Smoke Plume from Oil Platform Fire Seen From Space

The rising smoke plume from the burning oil rig off the Gulf of Mexico can be seen from space. (Image credit: NASA)

The smoke drifting from an oil rig that exploded in the Gulf of Mexico earlier this week has been photographed from space by a NASA satellite.

On April 20, 2010, an oil rig explosion in the Gulf of Mexico left a dozen workers missing and several more critically injured and started a large fire that was churning out smoke days later.

The image showing the plume of smoke billowing from the rig also includes the Gulf Coast and near-shore waters. It was captured by the Moderate Resolution Imaging Spectroradiometer (MODIS) on NASA’s Aqua satellite on April 21.

The oil platform appears as a white dot, and a fan of brown smoke extends to the southeast.

In the same image, the Mississippi River Delta is speckled with clouds and outlined by a wide border of greenish-tan sediment.
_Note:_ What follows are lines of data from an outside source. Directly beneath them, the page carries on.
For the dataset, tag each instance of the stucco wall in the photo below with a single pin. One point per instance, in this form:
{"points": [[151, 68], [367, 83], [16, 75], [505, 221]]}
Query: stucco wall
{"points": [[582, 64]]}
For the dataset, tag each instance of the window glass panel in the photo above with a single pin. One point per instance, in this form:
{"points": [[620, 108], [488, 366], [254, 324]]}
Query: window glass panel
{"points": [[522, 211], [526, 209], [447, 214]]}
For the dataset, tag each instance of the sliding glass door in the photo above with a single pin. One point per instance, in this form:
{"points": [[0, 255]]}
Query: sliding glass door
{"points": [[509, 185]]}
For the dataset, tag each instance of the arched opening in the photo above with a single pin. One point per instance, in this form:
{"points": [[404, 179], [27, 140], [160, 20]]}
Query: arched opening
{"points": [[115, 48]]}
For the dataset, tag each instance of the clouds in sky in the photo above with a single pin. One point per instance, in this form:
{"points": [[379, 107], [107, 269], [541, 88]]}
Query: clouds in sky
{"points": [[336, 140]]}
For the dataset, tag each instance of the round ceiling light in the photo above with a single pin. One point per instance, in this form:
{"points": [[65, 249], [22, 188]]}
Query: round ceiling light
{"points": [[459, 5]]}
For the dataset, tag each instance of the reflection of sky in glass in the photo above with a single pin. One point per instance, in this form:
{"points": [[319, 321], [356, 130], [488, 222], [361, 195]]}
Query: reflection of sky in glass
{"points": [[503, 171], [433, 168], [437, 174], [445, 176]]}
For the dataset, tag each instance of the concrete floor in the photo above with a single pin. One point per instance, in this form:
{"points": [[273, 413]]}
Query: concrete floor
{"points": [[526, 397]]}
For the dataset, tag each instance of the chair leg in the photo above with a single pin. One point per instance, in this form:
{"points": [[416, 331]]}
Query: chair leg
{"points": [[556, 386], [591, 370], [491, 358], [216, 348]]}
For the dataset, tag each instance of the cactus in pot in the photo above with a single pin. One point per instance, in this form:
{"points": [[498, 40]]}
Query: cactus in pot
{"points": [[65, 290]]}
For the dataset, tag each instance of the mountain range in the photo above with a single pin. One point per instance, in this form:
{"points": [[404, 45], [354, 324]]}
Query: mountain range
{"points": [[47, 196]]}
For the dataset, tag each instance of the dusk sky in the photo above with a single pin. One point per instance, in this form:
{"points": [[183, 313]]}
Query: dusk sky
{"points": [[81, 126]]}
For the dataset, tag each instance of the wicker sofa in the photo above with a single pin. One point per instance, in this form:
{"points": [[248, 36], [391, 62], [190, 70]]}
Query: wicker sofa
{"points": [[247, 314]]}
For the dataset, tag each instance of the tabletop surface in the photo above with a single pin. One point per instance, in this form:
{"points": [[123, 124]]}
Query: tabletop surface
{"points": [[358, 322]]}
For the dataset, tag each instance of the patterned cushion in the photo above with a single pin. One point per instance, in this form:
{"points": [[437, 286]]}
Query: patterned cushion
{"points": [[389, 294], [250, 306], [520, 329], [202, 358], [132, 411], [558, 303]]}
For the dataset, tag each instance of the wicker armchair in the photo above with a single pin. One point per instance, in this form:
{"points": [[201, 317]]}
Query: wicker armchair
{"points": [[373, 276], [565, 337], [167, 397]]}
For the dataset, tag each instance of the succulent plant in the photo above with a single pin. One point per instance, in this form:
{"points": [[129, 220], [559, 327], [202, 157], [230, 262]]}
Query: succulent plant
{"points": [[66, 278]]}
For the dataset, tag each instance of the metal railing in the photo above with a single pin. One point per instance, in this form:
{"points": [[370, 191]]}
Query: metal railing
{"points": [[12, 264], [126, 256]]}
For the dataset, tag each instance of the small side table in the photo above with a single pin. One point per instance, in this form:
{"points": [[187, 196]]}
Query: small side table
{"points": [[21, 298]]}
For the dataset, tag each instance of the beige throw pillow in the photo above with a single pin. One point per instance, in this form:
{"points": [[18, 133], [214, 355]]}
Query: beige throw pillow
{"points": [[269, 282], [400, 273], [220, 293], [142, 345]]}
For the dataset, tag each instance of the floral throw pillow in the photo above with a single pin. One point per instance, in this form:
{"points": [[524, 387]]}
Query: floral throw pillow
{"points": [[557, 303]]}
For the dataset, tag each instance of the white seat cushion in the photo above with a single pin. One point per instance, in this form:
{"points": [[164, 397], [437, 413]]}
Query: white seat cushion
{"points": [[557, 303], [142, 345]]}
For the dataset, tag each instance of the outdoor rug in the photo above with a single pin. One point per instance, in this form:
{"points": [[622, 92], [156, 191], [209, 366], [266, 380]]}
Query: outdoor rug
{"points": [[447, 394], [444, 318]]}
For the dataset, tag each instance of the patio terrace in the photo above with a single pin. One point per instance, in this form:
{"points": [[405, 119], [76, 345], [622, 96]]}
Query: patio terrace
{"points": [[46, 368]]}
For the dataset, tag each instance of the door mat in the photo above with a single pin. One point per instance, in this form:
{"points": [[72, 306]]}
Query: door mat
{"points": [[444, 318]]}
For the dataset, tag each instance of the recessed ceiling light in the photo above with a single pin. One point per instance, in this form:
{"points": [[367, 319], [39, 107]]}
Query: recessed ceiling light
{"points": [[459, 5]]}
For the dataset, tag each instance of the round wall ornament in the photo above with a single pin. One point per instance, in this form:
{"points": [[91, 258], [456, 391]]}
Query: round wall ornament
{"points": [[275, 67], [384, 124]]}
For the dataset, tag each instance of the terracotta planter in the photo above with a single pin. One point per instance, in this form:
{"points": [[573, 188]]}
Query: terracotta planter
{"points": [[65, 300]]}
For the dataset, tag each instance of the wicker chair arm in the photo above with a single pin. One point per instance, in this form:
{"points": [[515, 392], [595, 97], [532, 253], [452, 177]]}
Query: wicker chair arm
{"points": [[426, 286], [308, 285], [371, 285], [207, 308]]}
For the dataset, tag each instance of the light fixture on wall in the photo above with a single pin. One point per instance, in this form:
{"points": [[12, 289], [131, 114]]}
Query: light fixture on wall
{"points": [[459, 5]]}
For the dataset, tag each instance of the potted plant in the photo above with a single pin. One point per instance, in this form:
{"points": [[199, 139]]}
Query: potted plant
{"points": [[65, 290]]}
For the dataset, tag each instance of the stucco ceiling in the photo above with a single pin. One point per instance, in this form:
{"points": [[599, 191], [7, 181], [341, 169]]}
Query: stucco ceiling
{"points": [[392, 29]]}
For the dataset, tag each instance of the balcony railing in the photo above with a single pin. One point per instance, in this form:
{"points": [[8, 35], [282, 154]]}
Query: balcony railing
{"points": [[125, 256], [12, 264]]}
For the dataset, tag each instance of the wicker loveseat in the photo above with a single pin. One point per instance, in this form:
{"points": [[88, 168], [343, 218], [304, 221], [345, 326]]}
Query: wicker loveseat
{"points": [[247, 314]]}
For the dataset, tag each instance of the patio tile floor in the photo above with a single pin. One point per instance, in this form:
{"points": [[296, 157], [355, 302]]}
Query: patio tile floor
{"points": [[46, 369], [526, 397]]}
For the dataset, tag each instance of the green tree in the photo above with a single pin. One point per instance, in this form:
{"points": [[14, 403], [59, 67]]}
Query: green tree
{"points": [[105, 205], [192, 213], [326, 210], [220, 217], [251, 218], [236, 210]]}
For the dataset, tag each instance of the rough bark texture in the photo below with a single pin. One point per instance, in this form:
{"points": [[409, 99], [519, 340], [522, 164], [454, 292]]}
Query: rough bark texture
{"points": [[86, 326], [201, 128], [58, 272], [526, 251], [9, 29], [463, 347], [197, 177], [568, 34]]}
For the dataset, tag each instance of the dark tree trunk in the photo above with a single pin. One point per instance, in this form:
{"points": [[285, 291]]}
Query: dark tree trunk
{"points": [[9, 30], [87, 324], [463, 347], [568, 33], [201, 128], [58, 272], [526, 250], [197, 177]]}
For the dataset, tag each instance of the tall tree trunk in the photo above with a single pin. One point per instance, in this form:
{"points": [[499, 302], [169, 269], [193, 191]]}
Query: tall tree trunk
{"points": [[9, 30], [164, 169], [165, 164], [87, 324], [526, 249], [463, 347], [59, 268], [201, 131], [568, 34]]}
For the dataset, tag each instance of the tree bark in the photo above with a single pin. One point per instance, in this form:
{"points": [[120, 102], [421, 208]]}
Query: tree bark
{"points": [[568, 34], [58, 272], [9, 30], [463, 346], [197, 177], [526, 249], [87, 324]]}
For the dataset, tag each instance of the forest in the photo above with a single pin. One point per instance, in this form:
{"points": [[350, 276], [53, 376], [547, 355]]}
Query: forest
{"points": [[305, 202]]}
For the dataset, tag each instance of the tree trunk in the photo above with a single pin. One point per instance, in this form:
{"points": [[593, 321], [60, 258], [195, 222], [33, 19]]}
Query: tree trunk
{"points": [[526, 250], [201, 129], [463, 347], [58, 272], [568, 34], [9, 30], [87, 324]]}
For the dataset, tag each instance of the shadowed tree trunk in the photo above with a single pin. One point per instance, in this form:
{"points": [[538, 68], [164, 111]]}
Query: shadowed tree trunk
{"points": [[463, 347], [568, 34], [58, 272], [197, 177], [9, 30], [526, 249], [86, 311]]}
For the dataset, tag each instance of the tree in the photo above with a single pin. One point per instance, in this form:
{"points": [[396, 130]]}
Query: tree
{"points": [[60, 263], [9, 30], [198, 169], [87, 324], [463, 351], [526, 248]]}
Although photographs show that the damaged rig was leaking oil, no oil slick is obvious in this image. Oil slicks are notoriously difficult to spot in natural-color (photo-like) satellite imagery because a thin sheen of oil only slightly darkens the already dark blue background of the ocean. Under unique viewing conditions, oil slicks can become visible in photo-like images, but usually, radar imagery is needed to clearly see a spill from space.